La décote de la dette grecque aurait coûté 1,3 milliards d’euros aux banques luxembourgeoises, indiquent les journalistes en se référant aux chiffres avancés par la CSSF. Ils s’intéressent par conséquent à l’impact que cela aura sur les recettes fiscales. Le ministre reconnaît que cela aura certainement un impact, mais il refuse au moment de l’interview de donner plus d’informations à ce sujet. Et il ajoute par ailleurs que la révision de la valeur d’autres obligations d’Etat a aussi un impact sur les bilans des banques. Il en conclut qu’il est d’autant plus important pour le budget de l’Etat de conquérir de nouvelles zones de vente.

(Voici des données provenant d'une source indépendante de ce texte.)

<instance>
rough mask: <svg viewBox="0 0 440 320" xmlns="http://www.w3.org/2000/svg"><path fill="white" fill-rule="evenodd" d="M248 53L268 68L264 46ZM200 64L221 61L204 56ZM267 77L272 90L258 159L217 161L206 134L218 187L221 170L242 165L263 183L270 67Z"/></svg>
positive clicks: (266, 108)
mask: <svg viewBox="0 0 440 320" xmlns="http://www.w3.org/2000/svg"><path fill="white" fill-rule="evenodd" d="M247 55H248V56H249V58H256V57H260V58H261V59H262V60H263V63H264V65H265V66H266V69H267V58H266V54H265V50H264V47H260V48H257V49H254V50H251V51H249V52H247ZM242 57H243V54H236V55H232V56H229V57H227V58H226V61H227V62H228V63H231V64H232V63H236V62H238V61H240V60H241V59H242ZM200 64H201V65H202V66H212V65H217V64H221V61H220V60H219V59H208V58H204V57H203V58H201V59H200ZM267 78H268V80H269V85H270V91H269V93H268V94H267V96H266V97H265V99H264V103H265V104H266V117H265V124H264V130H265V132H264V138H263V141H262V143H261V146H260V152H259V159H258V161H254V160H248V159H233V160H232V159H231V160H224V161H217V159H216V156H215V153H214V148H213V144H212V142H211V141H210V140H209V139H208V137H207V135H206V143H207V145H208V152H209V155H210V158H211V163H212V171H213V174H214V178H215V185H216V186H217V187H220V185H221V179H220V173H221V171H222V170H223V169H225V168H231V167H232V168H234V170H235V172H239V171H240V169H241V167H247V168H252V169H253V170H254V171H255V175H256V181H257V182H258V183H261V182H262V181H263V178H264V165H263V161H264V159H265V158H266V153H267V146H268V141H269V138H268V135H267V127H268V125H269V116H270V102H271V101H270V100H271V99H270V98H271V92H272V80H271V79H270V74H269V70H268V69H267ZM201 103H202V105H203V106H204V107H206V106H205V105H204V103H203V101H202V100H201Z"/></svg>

Lorsque la rédaction du Tageblatt lui demande s’il peut exclure qu’un autre pays de l’UE ait à opérer une décote de sa dette, Luc Frieden se refuse à exclure cette possibilité à 100 % vu à quel point l’environnement est difficile. Cela ne serait pas bon pour la confiance que les citoyens ont dans leurs Etats, estime-t-il pourtant. Mais nous pouvons veiller à ce que l’Europe fasse tout pour maintenir la stabilité de la zone euro, déclare le ministre, qui admet qu’il ne suffit pas de l’annoncer, mais qu’il faut prendre des mesures capables de créer de la confiance. Parmi elles, il compte l'assainissement des finances publique. Les processus en cours dans les différents pays européens qui vont dans ce sens ne peuvent pas réussir du jour au lendemain, prévient-il, et cela ne peut être résolu au cours d’un seul sommet. "Ce processus va accompagner l’Europe dans les prochaines années", augure le ministre.